For Tom Kuehn to justify the documented abuses against these prisoners by demonizing the innocent along with the bad in his Friday letter to the editor is unequivocally unconscionable and makes me question his worth as a human being. Perhaps he can redeem himself and prove the sincerity of his beliefs by making a reservation in any one of our extrajudicial detention centers for an indefinite period of time. If sodomizing, torturing and locking up innocent people is necessary to protect people like Kuehn, then he of all people should have no problem with the proposition.
Gad Onyeneho
University undergraduate
Tom Kuehn's Friday letter to the editor criticizing the Feb. 20 editorial "Ashamed to be American" is, according to the best evidence available to us, wrong about the facts pertaining to the Guantanamo detainees.
Among other things, Kuehn writes, "The people at Guantanamo are not U.S. citizens, but rather people who were captured on the battlefield trying to kill Americans and others." First, it is worth remembering that any information about the detainees is hard won - for the four years that these people have been held, the U.S. government has refused to voluntarily release information confirming their identities.
Second, the military itself in at least 38 cases determined that the evidence against detainees it had designated "enemy combatants" was insufficient to justify their continued detainment. The military, of course, has an interest in not admitting it has held or is holding innocent people.

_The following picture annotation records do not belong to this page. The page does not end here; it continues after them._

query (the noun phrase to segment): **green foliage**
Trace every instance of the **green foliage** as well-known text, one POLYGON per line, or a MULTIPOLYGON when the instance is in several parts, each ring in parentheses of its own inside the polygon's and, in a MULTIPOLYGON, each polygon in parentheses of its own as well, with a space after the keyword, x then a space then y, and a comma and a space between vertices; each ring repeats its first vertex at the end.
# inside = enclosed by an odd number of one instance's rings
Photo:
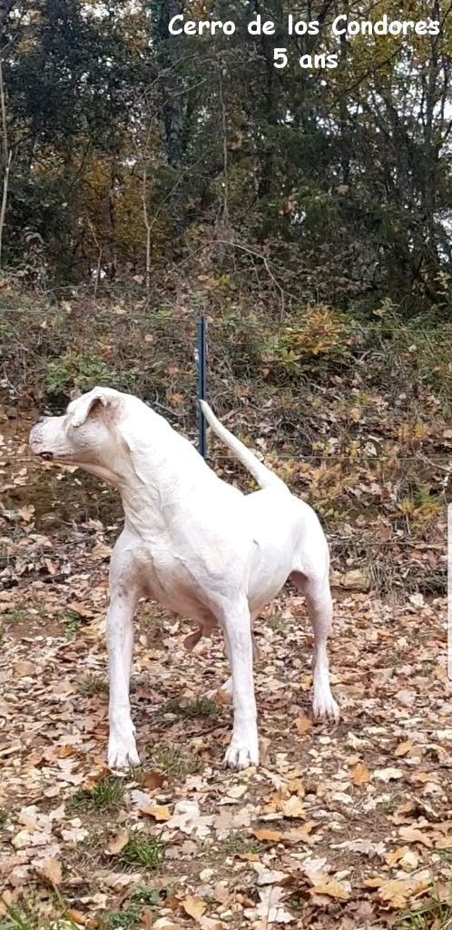
POLYGON ((116 810, 124 797, 124 782, 113 776, 101 778, 89 790, 81 789, 69 799, 73 811, 99 812, 116 810))
POLYGON ((67 352, 50 362, 46 376, 46 391, 50 402, 68 398, 72 389, 89 391, 96 384, 114 384, 117 373, 99 355, 67 352))
POLYGON ((161 905, 165 900, 162 891, 153 888, 136 888, 130 897, 124 902, 121 910, 106 914, 101 926, 103 930, 129 930, 140 924, 140 915, 143 910, 161 905))
POLYGON ((165 858, 165 844, 158 836, 132 833, 127 844, 117 857, 123 869, 146 869, 155 871, 165 858))
POLYGON ((63 617, 64 638, 73 640, 80 629, 80 617, 71 611, 63 617))

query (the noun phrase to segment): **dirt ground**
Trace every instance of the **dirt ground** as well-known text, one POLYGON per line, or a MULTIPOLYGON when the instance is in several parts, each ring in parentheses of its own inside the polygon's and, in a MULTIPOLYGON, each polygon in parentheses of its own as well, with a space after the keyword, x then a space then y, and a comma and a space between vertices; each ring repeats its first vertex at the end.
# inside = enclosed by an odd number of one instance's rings
POLYGON ((257 629, 261 765, 238 774, 222 768, 231 708, 204 697, 227 674, 219 638, 189 654, 190 625, 142 604, 142 766, 111 773, 104 630, 120 518, 80 472, 31 461, 27 425, 0 424, 0 926, 452 923, 445 600, 338 594, 334 726, 312 724, 311 631, 286 591, 257 629))

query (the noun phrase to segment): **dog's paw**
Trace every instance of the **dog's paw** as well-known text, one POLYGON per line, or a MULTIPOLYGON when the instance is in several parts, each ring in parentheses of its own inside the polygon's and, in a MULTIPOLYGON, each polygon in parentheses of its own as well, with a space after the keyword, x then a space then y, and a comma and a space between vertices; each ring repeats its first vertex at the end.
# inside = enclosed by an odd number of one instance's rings
POLYGON ((233 739, 231 746, 226 751, 224 764, 227 768, 249 768, 250 765, 259 764, 258 746, 246 745, 245 743, 235 743, 233 739))
POLYGON ((140 756, 133 736, 126 739, 111 736, 108 743, 108 767, 134 768, 136 765, 140 765, 140 756))
POLYGON ((324 717, 335 721, 336 724, 339 722, 340 711, 330 691, 319 691, 318 694, 314 694, 312 713, 315 719, 324 717))

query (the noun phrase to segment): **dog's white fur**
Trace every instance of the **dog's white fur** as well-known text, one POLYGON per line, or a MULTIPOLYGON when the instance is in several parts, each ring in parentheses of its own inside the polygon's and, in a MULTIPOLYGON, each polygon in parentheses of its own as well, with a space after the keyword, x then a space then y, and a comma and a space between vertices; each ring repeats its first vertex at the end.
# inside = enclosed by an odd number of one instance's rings
POLYGON ((132 620, 149 597, 192 618, 199 632, 224 633, 233 698, 233 730, 225 762, 259 760, 253 684, 252 625, 287 578, 304 593, 314 631, 313 711, 338 719, 328 675, 326 637, 332 605, 326 541, 313 511, 214 417, 220 439, 261 490, 244 495, 221 481, 188 440, 130 394, 94 388, 32 430, 33 452, 80 466, 119 490, 125 528, 112 556, 107 618, 112 768, 139 764, 130 717, 132 620))

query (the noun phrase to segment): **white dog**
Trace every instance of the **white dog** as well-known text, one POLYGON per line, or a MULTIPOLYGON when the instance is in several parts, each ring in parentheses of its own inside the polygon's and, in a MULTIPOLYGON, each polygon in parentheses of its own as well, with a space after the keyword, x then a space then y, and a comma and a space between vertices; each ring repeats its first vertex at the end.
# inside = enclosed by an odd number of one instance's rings
POLYGON ((130 717, 133 616, 149 597, 192 618, 199 632, 223 631, 232 679, 233 730, 225 762, 259 761, 253 684, 253 621, 287 578, 305 595, 314 631, 313 712, 339 718, 330 691, 326 637, 332 604, 326 540, 313 511, 299 500, 202 403, 215 432, 261 490, 225 484, 191 443, 137 397, 94 388, 63 417, 45 417, 30 434, 43 458, 78 465, 121 494, 125 528, 112 556, 107 617, 111 768, 138 765, 130 717))

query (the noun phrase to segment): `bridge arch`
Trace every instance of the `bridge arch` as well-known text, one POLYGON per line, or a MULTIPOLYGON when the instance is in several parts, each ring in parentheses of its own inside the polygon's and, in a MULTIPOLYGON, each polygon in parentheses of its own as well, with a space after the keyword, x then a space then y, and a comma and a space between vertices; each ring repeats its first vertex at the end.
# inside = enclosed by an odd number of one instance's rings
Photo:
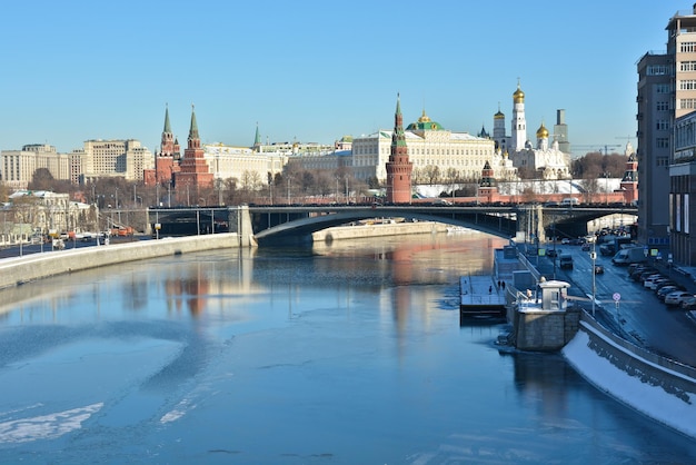
MULTIPOLYGON (((256 209, 252 210, 252 215, 259 215, 256 209)), ((270 212, 267 211, 266 214, 269 215, 270 212)), ((275 215, 284 216, 287 215, 287 211, 276 212, 275 215)), ((269 227, 255 231, 255 238, 261 245, 264 243, 284 240, 288 237, 308 237, 312 233, 322 229, 372 218, 404 218, 406 220, 443 222, 476 229, 504 238, 515 236, 516 231, 515 218, 509 212, 491 216, 486 211, 453 211, 451 209, 434 207, 408 208, 386 206, 375 208, 348 207, 336 211, 324 211, 321 215, 316 216, 296 217, 288 221, 276 219, 276 221, 269 221, 271 222, 269 227)), ((252 220, 252 222, 256 221, 252 220)))

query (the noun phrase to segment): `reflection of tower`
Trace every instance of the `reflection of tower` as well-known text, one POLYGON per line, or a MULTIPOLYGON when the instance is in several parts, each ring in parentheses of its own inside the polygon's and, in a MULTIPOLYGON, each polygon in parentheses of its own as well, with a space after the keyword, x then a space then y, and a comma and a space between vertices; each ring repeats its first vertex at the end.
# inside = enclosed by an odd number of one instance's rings
POLYGON ((387 201, 390 204, 409 204, 411 200, 411 172, 414 164, 408 160, 408 147, 404 133, 401 103, 397 96, 394 116, 394 133, 391 149, 387 161, 387 201))
POLYGON ((165 290, 168 303, 173 301, 177 311, 180 311, 181 304, 186 303, 189 313, 196 316, 206 309, 206 299, 210 293, 210 281, 200 267, 197 267, 192 276, 172 276, 168 278, 165 281, 165 290))
POLYGON ((523 150, 527 141, 527 120, 525 118, 525 92, 519 88, 519 80, 517 81, 517 90, 513 93, 511 123, 510 150, 523 150))

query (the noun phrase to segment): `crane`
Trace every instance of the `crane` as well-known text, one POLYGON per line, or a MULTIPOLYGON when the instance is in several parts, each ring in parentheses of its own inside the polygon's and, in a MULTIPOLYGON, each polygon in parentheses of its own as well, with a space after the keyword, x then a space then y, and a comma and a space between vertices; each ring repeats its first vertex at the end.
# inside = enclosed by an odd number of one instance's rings
POLYGON ((571 146, 574 149, 598 151, 599 154, 609 155, 609 149, 617 149, 623 147, 620 144, 593 144, 587 146, 571 146), (597 148, 599 147, 599 148, 597 148))

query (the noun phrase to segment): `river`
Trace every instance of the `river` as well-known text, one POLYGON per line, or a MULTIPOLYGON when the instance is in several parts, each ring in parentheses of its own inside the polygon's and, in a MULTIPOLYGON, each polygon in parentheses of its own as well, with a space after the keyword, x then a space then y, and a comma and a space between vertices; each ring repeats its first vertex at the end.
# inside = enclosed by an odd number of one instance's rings
POLYGON ((694 463, 559 355, 459 326, 459 276, 504 244, 217 250, 6 289, 0 462, 694 463))

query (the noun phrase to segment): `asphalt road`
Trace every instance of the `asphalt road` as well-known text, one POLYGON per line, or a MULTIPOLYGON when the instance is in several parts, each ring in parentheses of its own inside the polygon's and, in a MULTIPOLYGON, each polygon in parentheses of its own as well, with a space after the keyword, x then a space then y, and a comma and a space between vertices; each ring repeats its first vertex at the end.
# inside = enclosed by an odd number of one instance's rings
MULTIPOLYGON (((588 251, 580 246, 557 245, 564 254, 573 255, 573 270, 556 266, 556 279, 573 285, 569 294, 584 298, 584 308, 591 309, 593 264, 588 251)), ((595 275, 595 315, 609 329, 620 334, 634 344, 654 353, 696 367, 696 320, 688 311, 679 307, 668 307, 655 293, 636 283, 628 276, 627 267, 612 264, 612 257, 597 254, 597 265, 604 266, 605 273, 595 275), (618 294, 618 303, 614 296, 618 294)), ((665 275, 696 294, 696 284, 675 270, 662 267, 665 275)), ((539 257, 539 271, 553 277, 553 259, 539 257)))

Reputable analyses of data whose release has been mandated by court order suggests that over half (55 percent) of present Guantanamo detainees have no history of any hostile acts against the United States or its political allies - even when "hostile act" is defined, as the U.S. military has chosen to define it, to include fleeing U.S. forces (see, e.g., existing analyses of evidence presented in Combatant Status Review Tribunal hearings mandated by the courts).

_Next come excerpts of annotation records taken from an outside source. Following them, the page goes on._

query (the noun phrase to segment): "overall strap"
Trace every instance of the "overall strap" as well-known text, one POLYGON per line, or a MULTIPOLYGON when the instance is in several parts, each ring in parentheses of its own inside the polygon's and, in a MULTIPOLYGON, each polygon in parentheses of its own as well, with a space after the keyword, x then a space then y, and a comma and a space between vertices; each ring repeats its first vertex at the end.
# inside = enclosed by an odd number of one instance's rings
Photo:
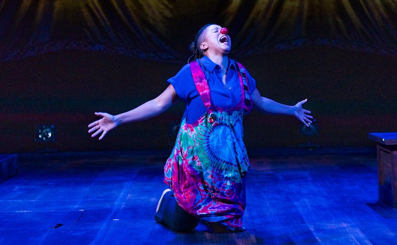
POLYGON ((190 62, 190 70, 195 81, 197 91, 200 94, 204 105, 207 108, 211 107, 211 96, 205 75, 196 61, 190 62))
POLYGON ((247 111, 250 112, 252 110, 253 104, 251 101, 251 96, 250 96, 250 87, 248 86, 245 67, 237 61, 235 61, 234 62, 236 66, 238 68, 239 79, 242 85, 241 100, 244 100, 244 109, 247 111))

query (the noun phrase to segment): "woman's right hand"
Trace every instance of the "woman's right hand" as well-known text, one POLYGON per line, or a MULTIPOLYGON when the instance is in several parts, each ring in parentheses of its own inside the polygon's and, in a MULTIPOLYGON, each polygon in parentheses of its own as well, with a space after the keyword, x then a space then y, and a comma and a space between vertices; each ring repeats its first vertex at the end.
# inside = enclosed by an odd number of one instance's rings
POLYGON ((103 112, 96 112, 95 115, 102 117, 102 118, 88 124, 89 128, 88 133, 93 133, 91 135, 93 138, 102 133, 99 136, 99 139, 100 140, 105 137, 108 132, 114 129, 118 124, 113 115, 103 112))

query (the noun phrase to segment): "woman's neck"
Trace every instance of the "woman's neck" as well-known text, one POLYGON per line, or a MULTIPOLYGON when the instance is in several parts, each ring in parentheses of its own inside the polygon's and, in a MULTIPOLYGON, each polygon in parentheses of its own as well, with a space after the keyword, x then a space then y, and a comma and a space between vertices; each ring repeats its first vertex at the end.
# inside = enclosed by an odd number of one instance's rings
POLYGON ((229 66, 229 58, 227 56, 207 56, 207 57, 215 64, 219 65, 222 70, 227 69, 229 66))

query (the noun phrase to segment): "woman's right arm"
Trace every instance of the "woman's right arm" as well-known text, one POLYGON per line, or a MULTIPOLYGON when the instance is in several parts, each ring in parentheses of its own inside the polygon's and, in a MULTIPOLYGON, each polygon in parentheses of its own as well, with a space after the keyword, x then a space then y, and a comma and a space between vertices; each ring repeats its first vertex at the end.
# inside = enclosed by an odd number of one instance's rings
POLYGON ((174 87, 169 84, 163 93, 155 99, 128 112, 116 116, 108 113, 96 112, 96 116, 102 118, 90 123, 88 133, 94 137, 102 133, 99 140, 102 139, 109 131, 114 129, 119 125, 135 122, 142 121, 154 118, 167 111, 173 105, 179 101, 174 87))

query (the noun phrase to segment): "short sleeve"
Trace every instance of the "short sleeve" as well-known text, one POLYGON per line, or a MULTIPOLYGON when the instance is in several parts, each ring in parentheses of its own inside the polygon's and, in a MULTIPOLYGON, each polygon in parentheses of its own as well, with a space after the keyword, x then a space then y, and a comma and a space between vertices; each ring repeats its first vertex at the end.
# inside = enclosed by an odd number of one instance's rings
POLYGON ((193 77, 189 64, 184 65, 176 75, 167 80, 172 85, 178 96, 184 101, 188 99, 191 81, 193 81, 193 77))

The weight of available evidence is cause for concern that innocent people have been detained - and possibly tortured - in our names. Common decency mandates that we be concerned about that. A lack of such concern is cause for shame.
Michelle Mason
University professor of philosophy
Freedom of speech
Regardless of one's opinion of the current conflict in which our armed forces are embroiled, it is not difficult to quickly form a negative opinion of those who would protest on behalf of any cause, let alone one as preposterous in this day and age as a retributive act of God, at a funeral of a fallen soldier.

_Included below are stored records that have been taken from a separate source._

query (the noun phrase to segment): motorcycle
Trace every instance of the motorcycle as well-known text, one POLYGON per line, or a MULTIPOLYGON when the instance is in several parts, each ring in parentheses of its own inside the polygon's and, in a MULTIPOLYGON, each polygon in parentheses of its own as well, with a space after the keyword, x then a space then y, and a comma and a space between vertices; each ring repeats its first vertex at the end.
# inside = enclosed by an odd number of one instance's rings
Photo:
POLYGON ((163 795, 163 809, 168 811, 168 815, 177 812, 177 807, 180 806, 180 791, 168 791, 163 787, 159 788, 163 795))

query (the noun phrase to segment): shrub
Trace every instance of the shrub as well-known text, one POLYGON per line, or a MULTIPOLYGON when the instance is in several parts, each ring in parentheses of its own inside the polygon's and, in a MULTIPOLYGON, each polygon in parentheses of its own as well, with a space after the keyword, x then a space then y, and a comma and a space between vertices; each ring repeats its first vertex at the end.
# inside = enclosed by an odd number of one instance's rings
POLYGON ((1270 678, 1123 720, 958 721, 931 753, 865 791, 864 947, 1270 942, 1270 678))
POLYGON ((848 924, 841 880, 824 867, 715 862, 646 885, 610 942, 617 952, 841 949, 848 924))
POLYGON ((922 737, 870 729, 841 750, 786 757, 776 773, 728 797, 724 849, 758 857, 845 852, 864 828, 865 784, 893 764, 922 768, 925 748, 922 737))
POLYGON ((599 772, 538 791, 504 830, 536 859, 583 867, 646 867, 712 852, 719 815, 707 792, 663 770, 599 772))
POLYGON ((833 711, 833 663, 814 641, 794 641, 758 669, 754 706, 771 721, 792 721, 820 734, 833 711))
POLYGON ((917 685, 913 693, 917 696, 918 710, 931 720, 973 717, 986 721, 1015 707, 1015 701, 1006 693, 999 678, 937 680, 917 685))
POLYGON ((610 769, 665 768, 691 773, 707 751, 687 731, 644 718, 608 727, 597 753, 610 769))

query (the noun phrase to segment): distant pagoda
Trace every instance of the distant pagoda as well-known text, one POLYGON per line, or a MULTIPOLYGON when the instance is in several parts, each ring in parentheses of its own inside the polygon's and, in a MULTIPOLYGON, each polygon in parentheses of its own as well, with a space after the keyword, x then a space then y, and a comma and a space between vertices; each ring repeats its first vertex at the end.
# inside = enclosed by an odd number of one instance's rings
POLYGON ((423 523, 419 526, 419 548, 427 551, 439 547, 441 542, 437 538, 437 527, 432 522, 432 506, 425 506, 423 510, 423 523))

Nevertheless, with the recent controversy caused by several cartoons fresh in our minds, we should be very wary of enacting legislation that begins limiting our freedoms of speech or electing leaders who support such measures.
While both of these examples involve particularly vulnerable groups in current affairs, we are thankfully still able to think and form opinions without having them directly constricted by those we elect to protect the rights of all citizens under our Constitution. Legislation that will attempt to protect our fallen soldiers by limiting free speech at their funerals only serves to dishonor the memory of one who died trying to bring this very freedom to others.
Robert A. Butterbrodt
University alumnus
'Midwest Heroes'
As a whole, I thought your Feb. 20 editorial about the "Midwest Heroes" ad, "Propaganda in the heartland," was very foolish, because you came down on the side of censorship. If you or other Democrats don't like the ads, the answer is to produce an answering ad, not suppression. More speech, not less speech. That's an elementary part of civics you obviously never learned.
The other foolish part was your closing non sequitur line, noting that Bush has spent more on public relations than Clinton. In addition to the fact it has nothing to do with anything in your editorial, I should think the reason for the discrepancy is obvious. Clinton was able to rely on buddies in the media to get his messages across, or to be more precise, he could rely on them not to distort his messages, whatever those messages may have been. Bush, quite to the contrary, faces open hostility from the press, and he must consequently use private means to spread his message.